Middleware is an increasingly prevalent medium for large-scale program development. The purpose of this question is to explore middleware that diverges from existing object-based solutions (e.g., Websphere, JBOSS, etc.) to address the pervasive domain. In that domain, it is crucial that middleware support the idea of 'overlay networks', meaning that application-level communication end points are not directly connected via some lower-level communication construct (e.g., sockets), but instead, are connected via additional, middleware-level and -provided servers that run certain middleware (e.g., data routing) or application (e.g., data manipulation) functions. The purpose of these overlays, for pervasive systems, is to ensure that end points receive the services they need, despite low-level changes in the computing platform (e.g., inability to reach another machine via a wireless connection).

 

(A) Assuming that the network level will do its best to find some route across communicating machines in an adhoc wireless environment, define a specific problem middleware will experience in that environment when using overlay networks.

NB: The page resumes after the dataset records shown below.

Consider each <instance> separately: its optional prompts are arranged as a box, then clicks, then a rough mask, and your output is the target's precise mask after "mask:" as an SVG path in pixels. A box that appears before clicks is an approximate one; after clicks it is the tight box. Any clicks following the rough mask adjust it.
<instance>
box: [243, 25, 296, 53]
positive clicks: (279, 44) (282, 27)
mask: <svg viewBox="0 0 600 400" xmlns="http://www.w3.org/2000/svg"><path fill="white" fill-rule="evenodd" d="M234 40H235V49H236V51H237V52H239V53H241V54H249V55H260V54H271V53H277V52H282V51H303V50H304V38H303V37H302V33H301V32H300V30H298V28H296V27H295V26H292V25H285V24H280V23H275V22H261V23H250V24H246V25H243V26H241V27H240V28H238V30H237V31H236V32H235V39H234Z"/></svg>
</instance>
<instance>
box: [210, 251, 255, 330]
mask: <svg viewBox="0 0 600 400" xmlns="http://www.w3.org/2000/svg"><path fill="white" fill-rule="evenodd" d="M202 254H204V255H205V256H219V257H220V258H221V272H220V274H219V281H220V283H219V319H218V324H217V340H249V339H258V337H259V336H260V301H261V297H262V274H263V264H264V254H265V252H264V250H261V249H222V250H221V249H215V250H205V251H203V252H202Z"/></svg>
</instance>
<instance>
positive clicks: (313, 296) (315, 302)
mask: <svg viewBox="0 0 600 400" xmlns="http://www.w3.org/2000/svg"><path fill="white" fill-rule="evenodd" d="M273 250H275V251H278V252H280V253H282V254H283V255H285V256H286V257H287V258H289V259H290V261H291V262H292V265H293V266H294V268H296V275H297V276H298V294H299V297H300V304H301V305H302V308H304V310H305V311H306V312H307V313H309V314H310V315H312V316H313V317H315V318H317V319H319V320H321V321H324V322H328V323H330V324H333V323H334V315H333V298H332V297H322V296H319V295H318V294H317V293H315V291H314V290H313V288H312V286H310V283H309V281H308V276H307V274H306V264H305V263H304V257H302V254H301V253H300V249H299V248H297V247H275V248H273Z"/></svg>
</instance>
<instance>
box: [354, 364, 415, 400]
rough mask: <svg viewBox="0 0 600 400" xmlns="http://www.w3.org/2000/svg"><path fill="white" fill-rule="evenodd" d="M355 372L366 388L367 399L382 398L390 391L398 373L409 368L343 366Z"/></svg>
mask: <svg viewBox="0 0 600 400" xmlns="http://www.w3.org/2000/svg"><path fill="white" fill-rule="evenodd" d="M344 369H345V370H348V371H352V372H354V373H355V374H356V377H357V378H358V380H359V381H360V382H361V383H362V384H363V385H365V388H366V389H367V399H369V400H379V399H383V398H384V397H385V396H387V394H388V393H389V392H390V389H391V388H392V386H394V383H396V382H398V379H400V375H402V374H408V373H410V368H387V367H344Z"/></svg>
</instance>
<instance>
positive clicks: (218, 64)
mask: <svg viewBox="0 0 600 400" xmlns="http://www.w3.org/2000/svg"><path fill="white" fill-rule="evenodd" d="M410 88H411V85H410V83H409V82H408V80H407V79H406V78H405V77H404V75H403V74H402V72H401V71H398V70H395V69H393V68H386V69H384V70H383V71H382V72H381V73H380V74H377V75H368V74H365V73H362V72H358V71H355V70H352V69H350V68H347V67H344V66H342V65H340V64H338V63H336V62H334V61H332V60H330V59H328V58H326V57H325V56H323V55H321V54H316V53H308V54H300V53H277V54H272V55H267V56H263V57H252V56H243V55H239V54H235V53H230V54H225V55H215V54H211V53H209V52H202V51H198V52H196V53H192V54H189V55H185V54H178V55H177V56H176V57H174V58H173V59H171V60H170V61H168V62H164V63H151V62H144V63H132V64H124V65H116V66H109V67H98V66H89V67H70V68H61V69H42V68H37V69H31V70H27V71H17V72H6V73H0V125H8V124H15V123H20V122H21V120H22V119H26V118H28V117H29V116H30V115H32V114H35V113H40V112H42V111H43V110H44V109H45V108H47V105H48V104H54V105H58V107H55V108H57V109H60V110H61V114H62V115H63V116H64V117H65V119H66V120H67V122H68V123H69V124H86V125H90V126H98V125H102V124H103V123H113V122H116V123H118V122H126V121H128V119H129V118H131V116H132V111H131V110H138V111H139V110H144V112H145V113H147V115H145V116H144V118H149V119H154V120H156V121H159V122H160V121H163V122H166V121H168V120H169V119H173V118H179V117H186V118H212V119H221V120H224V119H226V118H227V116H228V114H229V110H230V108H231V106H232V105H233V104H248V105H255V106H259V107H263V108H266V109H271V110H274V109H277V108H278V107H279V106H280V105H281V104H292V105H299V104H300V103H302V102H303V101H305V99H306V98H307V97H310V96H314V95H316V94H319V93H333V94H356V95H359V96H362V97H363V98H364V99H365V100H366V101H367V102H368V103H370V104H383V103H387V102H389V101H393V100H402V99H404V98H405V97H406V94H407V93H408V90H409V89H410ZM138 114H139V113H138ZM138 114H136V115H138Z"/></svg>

(B) For your specific problem, devise a solution that can guarantee some level of service to applications despite underlying platform changes. You must (1) identify the platform changes addressed, (2) identify all of the steps taken by your solution (e.g., process migration?), including the way in which your middleware finds out about platform change, (3) identify the application-level guarantees you are trying to provide with your solution, and (4) identify at least two problems with your solution approach.

(C) Discuss in some detail your solution steps, including technical issues with your approach, such as problems with e.g., process migration. Note that your approach does not have to use process migration; we are simply using that as an example here.

 

9. Distributed File Systems and WWW

 

Network file systems such as the Andrew File System (AFS) and the World Wide Web (WWW) both provide users access to remote files, but the two systems have very different user interfaces. In network file systems, the user only needs to mount the remote file system onto the local machine. Then he or she can access remote files just as if they were local. In WWW, a "browser" sends an "address" (a URL) of the file to a Web Server and displays the result to the user.

 

Please choose to answer any two of the three questions. Write down your answers to the best of your knowledge.

 

(A) List the major differences between the two systems' services. In particular, point out their differences with respect to

 

           (B) Since the two systems provide different services to the user, naturally, their implementations are different.

(i)             Briefly outline the main features of the AFS file system implementation.

(ii)           Suggest an algorithm for implementing the WWW. You do not have to describe

how a browser implements the display of the Web documents, but you should suggest a framework for maintaining a cache of recently-accessed documents to decrease network traffic and for making sure the documents in the cache are up-to-date. If you happen to know the WWW actually does it, you can describe the algorithm. Otherwise, you can make up a plausible algorithm of your own.

 

(C) If AFS were universally available, how would that simplify the task of implementing the WWW?